I'm with you Bob... it's a very personal experience. I'd say that striking up a conversation with someone about their guns is a great idea. Asking to "see" it, aka hold it, is a good step in the right direction. If someone is willing to let you shoot it, they'll offer to let you shoot it. I've had people come up to me and ask to shoot my 5.7 pistol and I say sure, go right ahead. Then they proceed to shoot 20 rounds out of it at $0.45 a round with no consideration for cost. Every time I've shot someone elses gun, I fire 2-3 rounds at most. Keep that in mind. I guess I could have just loaded 2-3 rounds and then let them shoot it, but then I'd look like some sort of cheapa$$ and that usually turns the conversation sour.

So, in review..

1. Strike up a conversation
2. Ask to see it
3. Hand it back and if they offer to let you shoot it, be mindful of expense.
4. Reciprocate the offer with your guns.

Zhur


----------



## DevilsJohnson (Oct 21, 2007)

Most the time if I'm at a range and someone starts talking to me and says something like "That's a good looking gun" I'll over to let them see it. If the appear to know what they are doing then I'll offer to let them shoot a mag. Most gun people I know are pretty much the same. You act like you have some manners and some sense then you should be able to approach someone and strike up a conversation with them. 
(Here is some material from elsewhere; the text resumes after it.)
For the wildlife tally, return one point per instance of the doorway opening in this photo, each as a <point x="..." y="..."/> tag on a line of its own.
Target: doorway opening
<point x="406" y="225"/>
I'm with you Bob on the manners thing. I see mostly out of younger people today that manners and a small amount of respect seem to be dying fast. It is nice to see someone asking about range etiquette before they attempted a trip out is refreshing.


----------



## Spartan (Jan 1, 2007)

I'd let someone run a mag through one of mine if they:

Politely started a conversation with me about it first. "Awe, that's a sweet gat dawg, lemme try it out." ain't gonna cut it.
Showed a bit of knowledge regarding the gun and gun safety
Supplied their own factory loaded ammo.


----------



## jvette (Dec 31, 2008)

I guess I have a different idea about how I treat my guns. I'm the type who cleans his guns after each range secession. I take top care of my equipment and in turn don't lend them out to anyone. I once saw a guy looking at another guys gun at a range and he dropped it on a concrete floor. That was enough for me.


----------



## unpecador (May 9, 2008)

Anyone who I do not know does not get to shoot my guns, and aside from range rentals, I don't ask anyone who I do not know to shoot their guns. I don't think it's rude to ask though.


----------



## DevilsJohnson (Oct 21, 2007)

walleyerich said:


> I would let a good looking woman shoot my gun -but that would be it. I would suggest buying your own guns. If you can't afford to play then find a different hobby.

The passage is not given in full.